Similarly highly significant variations in chemical traits were observed among provenances (Table 3). While the N content varied significantly among provenances, the P content did not varied significantly. The coefficient of variation of the chemical traits from different provenances ranged from 10.33% to 23.24%, with the largest variation was observed for C:N and N:P ratios and the smallest being for C and P contents. So C:N and N:P are the strongest plasticity functional trait, C and P contents are the weakest chemical traits. At individual tree level, the coefficient of variation ranged from 0.65% to 14.03% for C content, 4.02% to 17.55% for N content, 4.24% to 18.20% for C:N ratio, 0.25% to 8.61% for C:P ratio, and 1.27% to 8.61% for N:P ratio. The mean C content ranged from 357.5 to 499.32 g/kg−1; The N content ranged from 18.80 to 28.97 g/kg−1; the P content ranged from 0.58 to 0.68 g/kg−1; C:N ratio ranged 13.38 to 26.20; C:P ratio ranged from 535.87 to V; and N:P ratio ranged from 27.61 to 58.93 (Table 3). Chinese fir trees from LC had the highest leaf C content, but the lowest P content. Chinese fir trees from LQ had the lowest leaf C:P ratio while those from Jiangxi had the smallest leaf N:P ratio. Chinese fir trees from Zhejiang Lin'an had the lowest C content and the smallest C:N ratio. The leaf N content of Chinese fir trees from JP was the largest. Chinese fir trees from JR had the smallest N content, but the largest C:N and C:P ratios. N:P ratio was the largest for Chinese fir trees from GR.

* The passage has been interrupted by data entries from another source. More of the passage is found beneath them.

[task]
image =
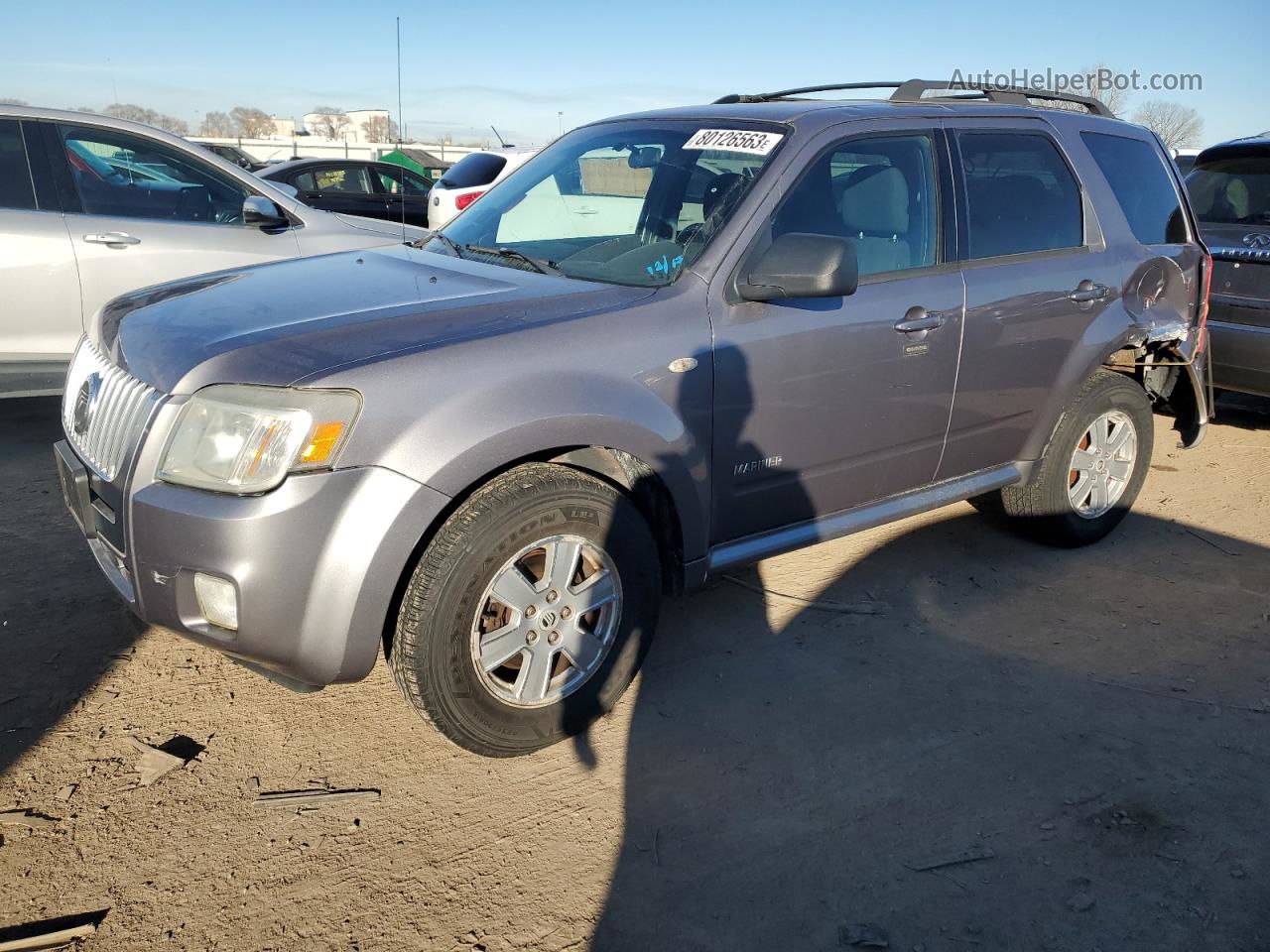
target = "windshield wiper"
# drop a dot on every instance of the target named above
(540, 264)
(449, 243)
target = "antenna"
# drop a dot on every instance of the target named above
(402, 193)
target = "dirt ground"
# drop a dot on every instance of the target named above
(1091, 724)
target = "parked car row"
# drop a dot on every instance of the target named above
(93, 207)
(666, 345)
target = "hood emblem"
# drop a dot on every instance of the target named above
(85, 404)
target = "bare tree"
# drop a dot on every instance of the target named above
(330, 122)
(139, 113)
(380, 128)
(1179, 126)
(218, 126)
(252, 123)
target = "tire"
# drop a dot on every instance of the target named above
(572, 665)
(1044, 508)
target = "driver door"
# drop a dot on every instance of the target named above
(826, 404)
(143, 212)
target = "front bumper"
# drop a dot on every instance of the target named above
(316, 563)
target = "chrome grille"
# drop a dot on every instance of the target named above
(103, 409)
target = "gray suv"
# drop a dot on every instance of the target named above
(670, 344)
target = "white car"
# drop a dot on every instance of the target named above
(470, 178)
(93, 207)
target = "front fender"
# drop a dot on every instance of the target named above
(451, 433)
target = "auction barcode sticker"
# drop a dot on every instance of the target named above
(734, 141)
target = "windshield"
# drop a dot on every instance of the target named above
(625, 203)
(1233, 189)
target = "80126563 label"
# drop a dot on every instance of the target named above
(734, 141)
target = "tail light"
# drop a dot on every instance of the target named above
(1206, 290)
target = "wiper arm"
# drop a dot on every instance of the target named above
(540, 264)
(448, 241)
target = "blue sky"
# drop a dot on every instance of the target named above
(516, 64)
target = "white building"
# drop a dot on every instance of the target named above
(348, 127)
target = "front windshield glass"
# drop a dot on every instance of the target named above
(626, 203)
(1233, 189)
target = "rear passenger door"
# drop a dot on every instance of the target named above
(1038, 273)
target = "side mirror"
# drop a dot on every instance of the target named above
(802, 266)
(261, 212)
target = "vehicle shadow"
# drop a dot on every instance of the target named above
(1089, 724)
(1243, 411)
(60, 621)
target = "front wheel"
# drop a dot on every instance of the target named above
(1092, 468)
(530, 611)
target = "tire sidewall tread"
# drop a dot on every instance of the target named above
(431, 655)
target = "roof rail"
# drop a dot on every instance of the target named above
(913, 90)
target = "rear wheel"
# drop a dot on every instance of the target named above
(1092, 468)
(530, 611)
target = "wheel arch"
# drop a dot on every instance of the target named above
(630, 474)
(1174, 382)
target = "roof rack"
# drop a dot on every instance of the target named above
(913, 90)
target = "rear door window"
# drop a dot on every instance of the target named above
(879, 191)
(391, 181)
(472, 171)
(1020, 193)
(1142, 185)
(343, 179)
(16, 186)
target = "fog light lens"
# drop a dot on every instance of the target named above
(217, 601)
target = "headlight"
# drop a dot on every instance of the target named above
(236, 438)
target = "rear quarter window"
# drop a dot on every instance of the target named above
(1137, 175)
(474, 169)
(16, 188)
(1232, 186)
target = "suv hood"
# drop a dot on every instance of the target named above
(286, 321)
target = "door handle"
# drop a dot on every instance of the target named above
(1088, 291)
(920, 318)
(112, 238)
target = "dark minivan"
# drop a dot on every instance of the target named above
(1229, 189)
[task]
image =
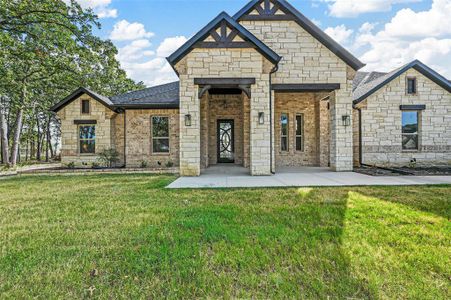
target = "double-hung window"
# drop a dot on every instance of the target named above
(299, 132)
(284, 132)
(87, 138)
(160, 134)
(410, 130)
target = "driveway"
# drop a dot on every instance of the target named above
(227, 176)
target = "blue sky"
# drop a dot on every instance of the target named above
(384, 34)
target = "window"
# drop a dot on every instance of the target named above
(160, 134)
(284, 132)
(85, 106)
(411, 85)
(299, 132)
(87, 139)
(410, 130)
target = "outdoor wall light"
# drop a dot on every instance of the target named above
(187, 120)
(261, 118)
(346, 120)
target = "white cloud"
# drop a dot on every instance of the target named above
(151, 67)
(169, 45)
(100, 7)
(409, 35)
(339, 33)
(107, 13)
(125, 31)
(353, 8)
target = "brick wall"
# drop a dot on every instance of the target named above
(70, 131)
(315, 131)
(306, 60)
(381, 122)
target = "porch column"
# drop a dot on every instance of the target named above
(189, 135)
(341, 151)
(259, 133)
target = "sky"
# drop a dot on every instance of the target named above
(383, 34)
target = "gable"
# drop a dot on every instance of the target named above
(362, 92)
(281, 10)
(79, 92)
(223, 32)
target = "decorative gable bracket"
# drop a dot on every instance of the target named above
(267, 10)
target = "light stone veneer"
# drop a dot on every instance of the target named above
(306, 60)
(315, 131)
(381, 127)
(70, 131)
(222, 63)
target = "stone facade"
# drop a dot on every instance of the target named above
(315, 130)
(105, 139)
(381, 123)
(223, 63)
(306, 60)
(139, 139)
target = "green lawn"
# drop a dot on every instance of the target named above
(125, 236)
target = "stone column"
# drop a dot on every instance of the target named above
(341, 136)
(259, 133)
(189, 135)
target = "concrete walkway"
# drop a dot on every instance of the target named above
(224, 176)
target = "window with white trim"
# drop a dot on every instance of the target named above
(299, 132)
(284, 132)
(410, 130)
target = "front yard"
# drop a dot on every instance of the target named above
(125, 236)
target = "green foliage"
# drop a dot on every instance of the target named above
(48, 49)
(129, 237)
(109, 157)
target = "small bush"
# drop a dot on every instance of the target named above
(109, 157)
(144, 164)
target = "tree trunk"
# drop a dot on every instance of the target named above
(48, 142)
(15, 147)
(39, 144)
(18, 129)
(4, 134)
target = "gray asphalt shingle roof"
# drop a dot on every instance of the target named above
(165, 95)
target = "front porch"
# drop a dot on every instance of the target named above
(233, 176)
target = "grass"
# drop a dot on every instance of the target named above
(125, 236)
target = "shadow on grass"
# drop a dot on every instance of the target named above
(234, 246)
(431, 199)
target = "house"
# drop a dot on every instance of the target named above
(265, 89)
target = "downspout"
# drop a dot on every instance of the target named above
(274, 70)
(125, 138)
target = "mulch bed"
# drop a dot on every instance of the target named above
(417, 171)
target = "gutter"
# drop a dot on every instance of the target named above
(274, 70)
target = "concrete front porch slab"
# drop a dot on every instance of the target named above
(238, 177)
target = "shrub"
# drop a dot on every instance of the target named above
(109, 157)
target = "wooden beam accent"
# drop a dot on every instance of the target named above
(412, 107)
(306, 87)
(224, 81)
(268, 18)
(238, 45)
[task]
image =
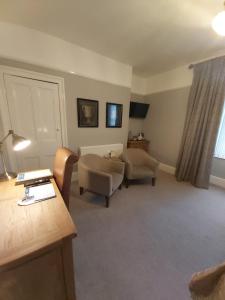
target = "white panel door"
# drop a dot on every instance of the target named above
(35, 114)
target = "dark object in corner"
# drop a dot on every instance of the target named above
(138, 110)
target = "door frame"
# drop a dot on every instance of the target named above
(4, 109)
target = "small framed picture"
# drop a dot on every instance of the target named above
(87, 112)
(114, 115)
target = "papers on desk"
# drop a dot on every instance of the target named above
(33, 176)
(37, 193)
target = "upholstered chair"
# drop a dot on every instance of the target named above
(100, 175)
(139, 165)
(62, 171)
(209, 284)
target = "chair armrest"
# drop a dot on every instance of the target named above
(115, 166)
(202, 283)
(94, 180)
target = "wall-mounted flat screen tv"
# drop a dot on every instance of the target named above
(138, 110)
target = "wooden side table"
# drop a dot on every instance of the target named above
(143, 144)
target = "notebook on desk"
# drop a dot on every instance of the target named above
(33, 176)
(37, 193)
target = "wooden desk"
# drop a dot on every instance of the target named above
(36, 260)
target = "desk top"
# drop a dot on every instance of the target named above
(28, 230)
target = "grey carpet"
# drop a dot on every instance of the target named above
(148, 243)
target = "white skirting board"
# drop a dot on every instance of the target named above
(213, 179)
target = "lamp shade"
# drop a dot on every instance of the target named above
(19, 142)
(218, 23)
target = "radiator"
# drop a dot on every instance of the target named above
(102, 150)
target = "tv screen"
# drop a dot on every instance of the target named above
(138, 110)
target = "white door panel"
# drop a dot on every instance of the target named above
(35, 114)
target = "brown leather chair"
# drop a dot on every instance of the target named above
(100, 175)
(62, 171)
(139, 165)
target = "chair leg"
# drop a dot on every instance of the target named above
(81, 190)
(127, 182)
(153, 181)
(106, 201)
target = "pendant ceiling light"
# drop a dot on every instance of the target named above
(218, 23)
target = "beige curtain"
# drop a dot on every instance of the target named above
(204, 111)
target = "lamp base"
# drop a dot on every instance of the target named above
(7, 176)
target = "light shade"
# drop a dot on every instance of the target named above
(218, 23)
(19, 142)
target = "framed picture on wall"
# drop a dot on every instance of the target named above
(87, 113)
(114, 115)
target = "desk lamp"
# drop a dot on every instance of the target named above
(18, 143)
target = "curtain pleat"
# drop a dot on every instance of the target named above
(205, 106)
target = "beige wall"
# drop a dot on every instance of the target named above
(77, 86)
(136, 125)
(164, 123)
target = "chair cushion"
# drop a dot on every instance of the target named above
(116, 180)
(141, 172)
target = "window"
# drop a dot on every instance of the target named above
(220, 143)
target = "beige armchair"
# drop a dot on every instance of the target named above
(100, 175)
(139, 165)
(209, 284)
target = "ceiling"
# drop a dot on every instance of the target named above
(151, 35)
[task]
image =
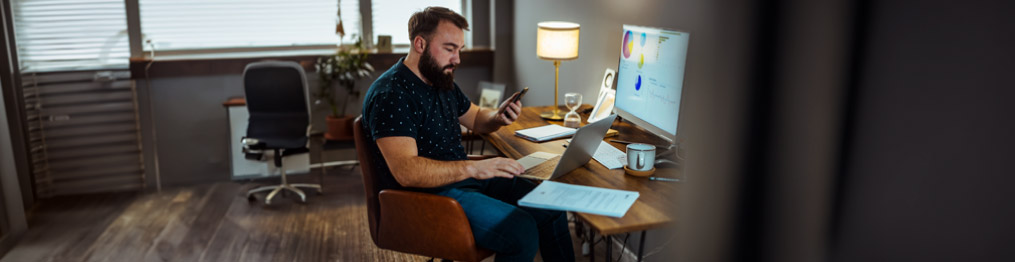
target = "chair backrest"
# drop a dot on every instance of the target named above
(276, 100)
(365, 148)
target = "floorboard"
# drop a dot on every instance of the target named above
(210, 222)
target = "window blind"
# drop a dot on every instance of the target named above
(69, 35)
(392, 16)
(190, 24)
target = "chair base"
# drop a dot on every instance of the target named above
(294, 188)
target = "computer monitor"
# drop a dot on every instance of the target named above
(650, 78)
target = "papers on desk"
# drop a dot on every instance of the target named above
(565, 197)
(545, 133)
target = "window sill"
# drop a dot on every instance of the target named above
(234, 62)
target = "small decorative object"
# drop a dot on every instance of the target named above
(489, 99)
(556, 41)
(491, 93)
(384, 44)
(607, 96)
(572, 101)
(346, 66)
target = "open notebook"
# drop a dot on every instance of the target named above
(543, 166)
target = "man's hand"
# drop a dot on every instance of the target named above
(494, 168)
(509, 112)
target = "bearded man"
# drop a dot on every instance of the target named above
(413, 112)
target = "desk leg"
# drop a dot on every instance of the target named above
(323, 169)
(640, 247)
(609, 248)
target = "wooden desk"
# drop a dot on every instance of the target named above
(656, 200)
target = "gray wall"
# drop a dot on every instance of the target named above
(930, 174)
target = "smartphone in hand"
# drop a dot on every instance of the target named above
(514, 97)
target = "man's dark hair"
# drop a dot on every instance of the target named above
(425, 22)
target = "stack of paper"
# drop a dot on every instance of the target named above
(544, 133)
(565, 197)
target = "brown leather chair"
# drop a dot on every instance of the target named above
(409, 221)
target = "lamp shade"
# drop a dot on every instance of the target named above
(557, 41)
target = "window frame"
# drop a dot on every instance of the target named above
(135, 41)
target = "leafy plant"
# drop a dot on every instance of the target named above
(346, 66)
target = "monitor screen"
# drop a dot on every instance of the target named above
(651, 76)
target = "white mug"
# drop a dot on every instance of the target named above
(640, 156)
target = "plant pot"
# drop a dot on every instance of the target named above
(339, 128)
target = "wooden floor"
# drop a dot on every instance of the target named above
(209, 222)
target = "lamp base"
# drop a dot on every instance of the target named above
(552, 115)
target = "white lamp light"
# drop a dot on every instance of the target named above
(556, 41)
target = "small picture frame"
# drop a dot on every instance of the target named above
(490, 94)
(607, 96)
(604, 105)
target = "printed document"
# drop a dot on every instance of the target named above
(566, 197)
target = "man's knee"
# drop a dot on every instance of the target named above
(525, 232)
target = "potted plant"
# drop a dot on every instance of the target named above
(345, 67)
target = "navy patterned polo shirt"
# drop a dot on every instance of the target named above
(399, 104)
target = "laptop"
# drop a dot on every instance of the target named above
(587, 139)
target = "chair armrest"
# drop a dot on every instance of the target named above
(423, 223)
(480, 157)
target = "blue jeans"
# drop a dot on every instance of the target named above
(514, 233)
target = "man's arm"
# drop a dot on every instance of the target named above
(410, 170)
(485, 121)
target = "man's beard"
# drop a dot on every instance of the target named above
(434, 72)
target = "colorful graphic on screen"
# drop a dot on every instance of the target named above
(651, 77)
(628, 44)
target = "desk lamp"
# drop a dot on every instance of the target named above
(556, 41)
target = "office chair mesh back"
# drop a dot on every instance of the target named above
(276, 100)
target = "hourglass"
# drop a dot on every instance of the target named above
(572, 101)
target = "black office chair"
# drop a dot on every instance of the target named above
(279, 119)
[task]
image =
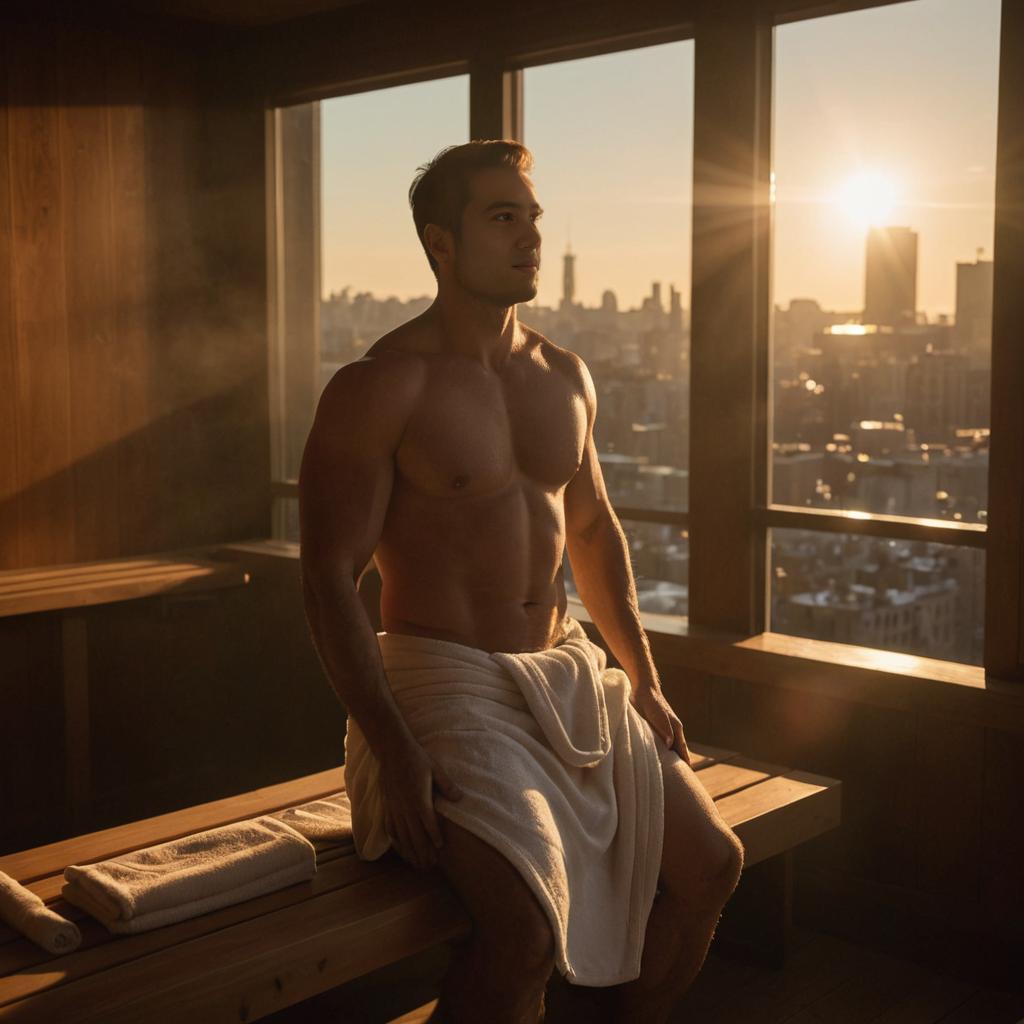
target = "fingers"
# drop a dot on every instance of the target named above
(444, 783)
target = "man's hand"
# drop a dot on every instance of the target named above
(648, 699)
(408, 776)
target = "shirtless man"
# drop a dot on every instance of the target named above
(459, 454)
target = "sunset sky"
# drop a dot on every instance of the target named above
(896, 102)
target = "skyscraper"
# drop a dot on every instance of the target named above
(974, 305)
(568, 279)
(891, 279)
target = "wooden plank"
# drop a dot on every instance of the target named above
(102, 949)
(9, 486)
(51, 859)
(135, 466)
(256, 967)
(1005, 564)
(781, 812)
(101, 588)
(495, 99)
(87, 249)
(46, 521)
(721, 779)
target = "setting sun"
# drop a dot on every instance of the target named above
(866, 199)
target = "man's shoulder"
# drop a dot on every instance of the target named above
(564, 359)
(388, 377)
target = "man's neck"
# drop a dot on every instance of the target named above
(476, 330)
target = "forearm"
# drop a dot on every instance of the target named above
(347, 646)
(603, 576)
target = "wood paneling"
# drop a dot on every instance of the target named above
(926, 860)
(132, 298)
(43, 484)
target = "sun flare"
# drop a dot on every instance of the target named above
(867, 199)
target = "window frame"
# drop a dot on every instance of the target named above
(730, 518)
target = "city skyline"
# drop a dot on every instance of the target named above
(932, 145)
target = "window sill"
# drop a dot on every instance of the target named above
(843, 672)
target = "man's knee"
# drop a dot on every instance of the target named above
(521, 946)
(509, 924)
(714, 872)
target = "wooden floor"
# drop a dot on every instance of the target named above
(827, 981)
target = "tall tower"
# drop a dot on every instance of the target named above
(568, 278)
(974, 305)
(891, 280)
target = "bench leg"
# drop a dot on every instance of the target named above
(757, 923)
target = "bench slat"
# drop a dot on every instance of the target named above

Table 3 C, N and P contents and their stoichiometry of Cunninghamia lanceolata from different provenances (Mean ± SE). Means followed by different lower case letters are significantly different among provenances. Values in the parenthesis are coefficient of variation (CV)

Relationship between geoclimatic conditions of provenances and leaf functional traits

Redundancy Analysis was performed to examine the relationship between geoclimatic conditions of provenances and leaf functional traits (Fig. 2). The results showed that LRWC was significantly positively correlated with MAH, and significantly negatively correlated with longitude and latitude. Leaf C and P contents were significantly positively correlated with MAT, GST and JaT, and significantly negatively correlated with longitude and latitude. Additional PAC analysis and cluster analysis of Non-metric multidimensional scaling (NMDS) were used to display the functional traits vary across the provenances. The PCA analysis indicated that the first two axes explained 50.3% of differences between functional traits of different geographical provenances, with PC1 and PC2 explaining 30.2% and 20.1% (Fig. S3). The principal component values indicated the SLA and LDMC was the main characteristic value to explain the changes of leaf functional traits and stoichiometry among provenances. The NMDS analysis showed all provenances were grouped into 4 groups, in which LA and LC were grouped separately, LC, XW, JR and JP were grouped together, and the other 7 provenances were grouped together (Fig. S4).

Fig. 2
figure 2

Redundancy analysis functional traits of C. lanceolata mature forests from different provenances. Where LAT, GST, MAT, JaT, LNG, MAH stand for Latitude, growing season mean temperature, mean annual temperature, January temperature, Longitude, mean annual humidity. SLA, LTD, LT, LDMC, and LRWC represent specific leaf area, leaf tissue density, leaf thickness, leaf dry matter content, and leaf relative water content, respective

Correlations among leaf functional traits

Correlation analyses revealed that leaf thickness was significantly negatively correlated with specific leaf area, leaf tissue density, and leaf N content, and was significantly positive correlated with C:N ratio (Table 4). There was a significant negative correlation between leaf tissue density and leaf dry matter content. There was a highly significant positive correlation between leaf dry matter content and leaf tissue density. Significant positive correlation was observed between leaf relative water content and C:P ratio. Leaf C content was significantly positively correlated with C:P and C:N, and was significantly negatively correlated with N:P content. Leaf N content was highly significantly negative correlation with P content, and was highly significant positive correlation with N:P ratio. There was a very significant negative correlation between P content and C:P ratio while significantly negative correlation was observed between C:N ratio and N:P ratio.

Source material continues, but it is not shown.